I have a serious concern with the inaccurate representation of Asperger’s syndrome in this article and in the CBC documentary Road to Mercy.
My wife and I have an adult son with Asperger’s syndrome and we have known many others diagnosed with this disability. All the Asperger’s children and adults we have had the pleasure to meet over the past 25 years are typically intelligent and happy people. Most have underdeveloped social skills and some have episodes of depression, but none are candidates for doctor-assisted death.
Asperger’s people are amazing individuals, often showing exceptional talent in specific areas. They share unique personality traits that make them special men and women. Asperger’s people are loved and appreciated for their differences, not in spite of them.
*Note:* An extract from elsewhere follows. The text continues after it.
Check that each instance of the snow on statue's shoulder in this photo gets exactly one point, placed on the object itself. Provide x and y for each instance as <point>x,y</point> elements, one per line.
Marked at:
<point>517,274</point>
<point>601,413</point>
Although I support doctor-assisted death as legislated in Canada, I was extremely troubled with the portrayal and characterization of Amy De Schutter (Belgian resident) as a person diagnosed with Asperger’s syndrome. This woman might, sadly, have a serious psychiatric disorder that would justify doctor-assisted death in Belgium, but her Asperger’s syndrome diagnosis would not, and should not, justify doctor-assisted death in any country.
The reference to Asperger’s syndrome in the article and documentary sends a dangerous message to Asperger’s people who do not have a serious psychiatric disorder, such as De Schutter. Moreover, it is important to note that De Schutter’s specific psychiatric diagnosis was never identified in these publications — they only identified Asperger’s syndrome.
I believe that medical and psychology professionals would agree that this representation of Asperger’s was extremely misleading.